In Spark's old RDD-based API, it was possible to "cogroup" up to 3 RDDs with your original RDD in a single cogroup
call, assuming they were all pair RDDs with the same key.
In the new Dataset API, it seems that I have to call groupByKey
twice and cogroup
once for each dataset I want to group with.
For example, imagine I have a dataset with recent activity data and two 'metadata' datasets that I use to provide context for the activity, and I want to cogroup them (the history and profile can be large structures, and if I join them with the activity the joined dataset will be unreasonably large).
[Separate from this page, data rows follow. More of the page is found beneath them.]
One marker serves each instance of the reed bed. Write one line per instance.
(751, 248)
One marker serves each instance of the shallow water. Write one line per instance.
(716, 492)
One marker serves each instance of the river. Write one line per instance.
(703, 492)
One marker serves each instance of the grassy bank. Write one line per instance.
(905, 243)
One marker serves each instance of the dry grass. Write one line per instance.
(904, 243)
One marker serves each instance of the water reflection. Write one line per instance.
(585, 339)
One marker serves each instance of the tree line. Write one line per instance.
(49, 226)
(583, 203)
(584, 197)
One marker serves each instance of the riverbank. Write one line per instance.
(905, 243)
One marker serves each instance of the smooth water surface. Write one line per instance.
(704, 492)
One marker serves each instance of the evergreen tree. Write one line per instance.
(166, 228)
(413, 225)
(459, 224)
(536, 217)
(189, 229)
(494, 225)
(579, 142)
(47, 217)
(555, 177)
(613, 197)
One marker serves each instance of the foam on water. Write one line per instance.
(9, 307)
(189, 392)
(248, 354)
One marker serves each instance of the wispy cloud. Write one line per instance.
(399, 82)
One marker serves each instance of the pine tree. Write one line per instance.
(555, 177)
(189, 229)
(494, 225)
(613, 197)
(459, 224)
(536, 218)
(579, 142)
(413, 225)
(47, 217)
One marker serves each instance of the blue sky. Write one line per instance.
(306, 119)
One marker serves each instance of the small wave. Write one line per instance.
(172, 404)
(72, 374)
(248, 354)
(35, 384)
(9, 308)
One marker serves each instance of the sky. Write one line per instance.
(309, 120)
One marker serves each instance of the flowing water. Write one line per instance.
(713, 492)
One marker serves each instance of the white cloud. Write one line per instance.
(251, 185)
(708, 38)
Here's what I do today:
// These data types all have an "id" field for correlation
val activityData: Dataset[Activity] = getActivity()
val locationHistory: Dataset[LocationHistory] = getLocationHistory()
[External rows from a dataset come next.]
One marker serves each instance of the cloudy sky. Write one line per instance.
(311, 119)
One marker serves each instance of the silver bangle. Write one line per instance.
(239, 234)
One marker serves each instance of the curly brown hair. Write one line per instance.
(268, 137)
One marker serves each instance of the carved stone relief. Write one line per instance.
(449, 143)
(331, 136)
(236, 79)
val profiles: Dataset[Profile] = getProfiles()
// This first cogroup aligns activity with location history
val partialGroup = activityData.groupByKey(_.id)
.cogroup(locationHistory.groupByKey(_.id)) {
case (id, activity, location) if activity.nonEmpty =>
(id, activity, location)
case _ => None
}
// This second cogroup adds the profile to complete the grouping
val fullGroup = partialGroup.groupByKey(_._1)
.cogroup(profiles.groupByKey(_.id)) {
case (id, activityAndLocation, profile) =>
activityAndLocation.map { case(_, activity, location) =>
(id, activity, location, profile)
}
}
It seems a bit long for what would be essentially a one-liner in the RDD API. Is there another way to accomplish this in the Dataset API that doesn't require as much repetition?